We're absolutely seeing the same thing even in non-GPU traditional servers. Here...

phh · on May 6, 2024

You feel like it's new, I don't. I've evaluated migrating from full blown servers to cloud at various scales for various usages: OTA server for 1M active devices, stat server for 1M active devices, build server for Android (both pure Android that parallelizes and checks out super nearly and vendor Android where they broke all of that). In all those cases the cost of cloud was like an order of magnitude costlier. You're mentioning SSD, the various clouds I tried (I couldn't remember which I tried sorry...) had bad storage performance (it was especially bad when building Android). Also not all those servers were maintained by my employer, when we pay top end 100Gbps server we can pay someone to maintain it for us as well for much lower money than the "cloud tax".

I have no doubt there are great use case for cloud, and that at the proper scale you can negotiate, and I understand that startups might be faster moving with the cloud. But I feel like the highest value cloud provides is 1. replacing capex with opex, and 2. making scaling easier with the direction: cloud is pay first, get questions from direction later. "on-prem" is negotiate with the direction until the service degrades and then scramble to integrate the new server under the pressure.

metadat · on May 7, 2024

> In all those cases the cost of cloud was like an order of magnitude costlier.

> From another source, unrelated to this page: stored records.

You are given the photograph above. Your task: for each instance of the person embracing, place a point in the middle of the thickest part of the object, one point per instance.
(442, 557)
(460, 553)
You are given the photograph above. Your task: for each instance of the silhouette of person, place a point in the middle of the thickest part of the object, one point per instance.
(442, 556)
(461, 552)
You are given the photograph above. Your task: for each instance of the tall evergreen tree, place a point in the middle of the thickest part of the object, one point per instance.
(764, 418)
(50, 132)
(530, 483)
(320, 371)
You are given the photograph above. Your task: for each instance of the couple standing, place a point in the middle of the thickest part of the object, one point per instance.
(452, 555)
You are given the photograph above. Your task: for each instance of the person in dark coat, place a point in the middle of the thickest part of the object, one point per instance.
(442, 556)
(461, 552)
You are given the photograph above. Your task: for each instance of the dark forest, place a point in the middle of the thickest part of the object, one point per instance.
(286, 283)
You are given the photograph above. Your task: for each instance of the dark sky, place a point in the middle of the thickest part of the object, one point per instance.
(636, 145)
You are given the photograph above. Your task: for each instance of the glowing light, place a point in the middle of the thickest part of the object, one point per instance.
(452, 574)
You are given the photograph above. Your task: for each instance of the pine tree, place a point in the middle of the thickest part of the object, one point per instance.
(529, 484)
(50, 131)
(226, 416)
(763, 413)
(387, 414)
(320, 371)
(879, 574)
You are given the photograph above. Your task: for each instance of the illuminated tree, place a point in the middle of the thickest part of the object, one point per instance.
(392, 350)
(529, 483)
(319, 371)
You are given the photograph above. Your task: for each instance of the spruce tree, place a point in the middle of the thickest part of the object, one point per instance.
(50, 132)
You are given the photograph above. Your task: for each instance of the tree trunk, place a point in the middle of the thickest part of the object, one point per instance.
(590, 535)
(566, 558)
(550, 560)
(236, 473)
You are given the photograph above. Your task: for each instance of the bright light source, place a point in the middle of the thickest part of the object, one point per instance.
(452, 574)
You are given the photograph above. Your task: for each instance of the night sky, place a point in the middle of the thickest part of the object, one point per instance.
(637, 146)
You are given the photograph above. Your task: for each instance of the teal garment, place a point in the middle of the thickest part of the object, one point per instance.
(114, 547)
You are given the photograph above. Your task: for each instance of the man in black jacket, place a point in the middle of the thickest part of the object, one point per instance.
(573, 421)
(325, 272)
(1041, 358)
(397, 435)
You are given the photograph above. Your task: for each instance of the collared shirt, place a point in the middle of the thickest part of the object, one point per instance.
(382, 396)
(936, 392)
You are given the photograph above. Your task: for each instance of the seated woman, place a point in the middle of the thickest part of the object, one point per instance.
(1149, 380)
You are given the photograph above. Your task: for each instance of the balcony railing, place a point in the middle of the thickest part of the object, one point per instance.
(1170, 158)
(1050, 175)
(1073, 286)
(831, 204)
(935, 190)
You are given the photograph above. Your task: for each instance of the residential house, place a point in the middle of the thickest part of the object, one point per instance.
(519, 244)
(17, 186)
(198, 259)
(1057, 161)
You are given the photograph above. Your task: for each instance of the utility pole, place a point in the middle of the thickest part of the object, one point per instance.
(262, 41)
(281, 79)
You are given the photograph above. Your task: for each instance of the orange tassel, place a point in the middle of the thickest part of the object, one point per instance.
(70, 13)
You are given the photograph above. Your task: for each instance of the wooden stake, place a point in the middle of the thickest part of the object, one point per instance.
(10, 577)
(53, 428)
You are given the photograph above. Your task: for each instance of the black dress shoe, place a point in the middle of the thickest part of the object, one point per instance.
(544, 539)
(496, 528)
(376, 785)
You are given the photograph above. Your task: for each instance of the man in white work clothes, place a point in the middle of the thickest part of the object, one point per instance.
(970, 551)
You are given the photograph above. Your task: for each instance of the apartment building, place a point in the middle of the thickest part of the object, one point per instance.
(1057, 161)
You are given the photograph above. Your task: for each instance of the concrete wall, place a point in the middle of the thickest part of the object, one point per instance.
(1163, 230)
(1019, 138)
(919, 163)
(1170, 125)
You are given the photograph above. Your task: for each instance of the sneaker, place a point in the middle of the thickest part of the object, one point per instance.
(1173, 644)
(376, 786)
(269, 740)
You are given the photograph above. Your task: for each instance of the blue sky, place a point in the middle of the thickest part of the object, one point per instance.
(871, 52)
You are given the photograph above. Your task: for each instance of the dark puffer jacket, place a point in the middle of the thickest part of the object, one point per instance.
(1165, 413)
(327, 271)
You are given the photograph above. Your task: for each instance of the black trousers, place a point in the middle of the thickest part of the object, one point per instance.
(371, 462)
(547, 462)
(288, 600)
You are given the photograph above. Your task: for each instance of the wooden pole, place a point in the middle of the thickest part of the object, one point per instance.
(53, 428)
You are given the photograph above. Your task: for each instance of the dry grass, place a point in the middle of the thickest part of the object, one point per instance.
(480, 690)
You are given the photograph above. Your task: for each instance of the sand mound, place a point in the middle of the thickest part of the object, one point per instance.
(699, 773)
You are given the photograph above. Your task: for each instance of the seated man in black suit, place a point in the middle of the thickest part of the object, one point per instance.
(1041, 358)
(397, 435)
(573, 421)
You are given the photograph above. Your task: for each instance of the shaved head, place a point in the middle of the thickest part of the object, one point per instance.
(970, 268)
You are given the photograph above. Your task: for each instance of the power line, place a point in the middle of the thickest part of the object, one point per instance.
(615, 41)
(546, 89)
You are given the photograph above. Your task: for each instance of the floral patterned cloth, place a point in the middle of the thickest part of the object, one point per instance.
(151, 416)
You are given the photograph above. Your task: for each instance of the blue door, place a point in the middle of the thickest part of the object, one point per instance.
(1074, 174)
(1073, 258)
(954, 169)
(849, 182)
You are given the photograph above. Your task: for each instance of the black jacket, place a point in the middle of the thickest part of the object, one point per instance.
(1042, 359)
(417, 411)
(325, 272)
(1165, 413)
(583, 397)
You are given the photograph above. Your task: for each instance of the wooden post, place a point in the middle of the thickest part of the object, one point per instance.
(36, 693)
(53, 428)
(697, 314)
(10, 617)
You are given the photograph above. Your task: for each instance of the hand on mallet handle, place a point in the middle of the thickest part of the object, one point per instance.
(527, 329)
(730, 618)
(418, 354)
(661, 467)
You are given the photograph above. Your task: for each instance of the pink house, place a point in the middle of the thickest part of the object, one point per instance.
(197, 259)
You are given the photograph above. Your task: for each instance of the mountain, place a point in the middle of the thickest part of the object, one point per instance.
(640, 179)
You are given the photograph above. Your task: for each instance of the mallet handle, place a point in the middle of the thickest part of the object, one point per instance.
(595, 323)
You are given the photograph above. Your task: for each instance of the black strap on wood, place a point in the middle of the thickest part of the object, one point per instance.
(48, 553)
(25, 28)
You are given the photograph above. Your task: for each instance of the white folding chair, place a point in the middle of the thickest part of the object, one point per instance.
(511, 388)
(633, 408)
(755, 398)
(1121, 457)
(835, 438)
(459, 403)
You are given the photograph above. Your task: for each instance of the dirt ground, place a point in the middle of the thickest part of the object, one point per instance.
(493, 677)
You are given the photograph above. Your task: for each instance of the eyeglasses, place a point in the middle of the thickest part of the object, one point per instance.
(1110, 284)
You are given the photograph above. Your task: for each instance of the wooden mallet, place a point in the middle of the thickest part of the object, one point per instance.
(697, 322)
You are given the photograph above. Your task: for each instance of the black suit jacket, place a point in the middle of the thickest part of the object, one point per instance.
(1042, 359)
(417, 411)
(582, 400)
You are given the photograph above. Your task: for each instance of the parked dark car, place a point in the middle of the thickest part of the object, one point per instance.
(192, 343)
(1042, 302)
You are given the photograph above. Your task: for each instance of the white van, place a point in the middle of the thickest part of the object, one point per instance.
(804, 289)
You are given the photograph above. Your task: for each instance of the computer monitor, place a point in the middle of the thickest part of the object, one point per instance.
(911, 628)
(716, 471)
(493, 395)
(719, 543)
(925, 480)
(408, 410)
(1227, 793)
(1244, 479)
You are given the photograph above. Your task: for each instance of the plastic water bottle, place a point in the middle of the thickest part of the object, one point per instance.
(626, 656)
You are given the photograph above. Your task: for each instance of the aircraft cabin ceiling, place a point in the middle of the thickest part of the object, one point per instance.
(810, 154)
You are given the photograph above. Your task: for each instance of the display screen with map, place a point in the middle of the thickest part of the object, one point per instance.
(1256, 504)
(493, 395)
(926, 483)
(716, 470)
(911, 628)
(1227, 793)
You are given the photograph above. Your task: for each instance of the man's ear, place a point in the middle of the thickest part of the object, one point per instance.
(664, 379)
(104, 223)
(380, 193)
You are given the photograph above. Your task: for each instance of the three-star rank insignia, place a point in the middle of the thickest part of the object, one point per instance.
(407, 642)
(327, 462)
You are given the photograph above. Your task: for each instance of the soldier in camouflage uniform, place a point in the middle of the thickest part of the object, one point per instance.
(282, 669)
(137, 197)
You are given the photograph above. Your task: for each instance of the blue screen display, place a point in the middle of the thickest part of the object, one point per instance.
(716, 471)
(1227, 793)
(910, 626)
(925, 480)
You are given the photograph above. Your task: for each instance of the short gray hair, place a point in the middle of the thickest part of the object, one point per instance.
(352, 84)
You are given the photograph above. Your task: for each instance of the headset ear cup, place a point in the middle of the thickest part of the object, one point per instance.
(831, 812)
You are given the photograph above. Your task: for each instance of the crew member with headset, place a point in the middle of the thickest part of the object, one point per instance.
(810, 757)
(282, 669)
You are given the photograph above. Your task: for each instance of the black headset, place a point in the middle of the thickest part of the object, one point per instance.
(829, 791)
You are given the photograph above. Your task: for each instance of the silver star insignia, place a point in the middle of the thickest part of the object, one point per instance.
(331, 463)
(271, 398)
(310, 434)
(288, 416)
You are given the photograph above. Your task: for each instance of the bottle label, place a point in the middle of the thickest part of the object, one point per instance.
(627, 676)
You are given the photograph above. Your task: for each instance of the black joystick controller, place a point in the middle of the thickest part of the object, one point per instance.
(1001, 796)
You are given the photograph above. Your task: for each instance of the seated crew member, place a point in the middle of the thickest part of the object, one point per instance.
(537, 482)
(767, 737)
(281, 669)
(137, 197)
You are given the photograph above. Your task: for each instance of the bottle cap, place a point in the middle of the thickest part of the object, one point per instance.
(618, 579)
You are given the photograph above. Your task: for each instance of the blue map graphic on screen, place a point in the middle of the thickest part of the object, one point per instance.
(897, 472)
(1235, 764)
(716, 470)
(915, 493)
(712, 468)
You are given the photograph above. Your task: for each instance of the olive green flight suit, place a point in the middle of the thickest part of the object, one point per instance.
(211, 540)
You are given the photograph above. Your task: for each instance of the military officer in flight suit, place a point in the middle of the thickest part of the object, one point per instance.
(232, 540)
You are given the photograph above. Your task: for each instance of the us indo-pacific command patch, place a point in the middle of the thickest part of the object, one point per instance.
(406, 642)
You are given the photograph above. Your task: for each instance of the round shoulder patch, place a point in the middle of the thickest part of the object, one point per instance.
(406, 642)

Don't discount the value-add of your skills. Giving any of my family members a stack of bare metal servers would serve no end-purpose or web requests. Approximately zero of said servers would even end up plugged in at all, much less operationalized. My family all works in tech or similarly demanding fields. That is, the cost of "the ops team / guy" can be significant for small and medium enterprises.

Despite this, the AWS pricing margins have grown to the point of excess, and are no longer competitive, even against other major cloud players. This is strange to me because the tooling is all interoperable (e.g., Terraform/Vaggi-form), with no fatal friction or lock-in. It is a rare use-case that the latest CPU is worth paying a penny extra for compared to a 3 or 4 generation old chip. The only winner is the cloud provider because it improves their COGS ratio.

TL;DR: the top tier clouds are priced on the order of luxury goods, on par with a Bugatti or G6 jet. That is, unless you ruthlessly track and prune each expense, which costs you time and attention which could have been spent growing the business or at least non-overhead tasks. The eventuality of managing your own DIY fleet of machines is a total headache, as any given computer may work flawlessly for the next ten years or only the next 10 minutes. When it goes south, you're back to being a monkey plugging in cables and scratching your head. This sad activity is only a few people's cup of tea.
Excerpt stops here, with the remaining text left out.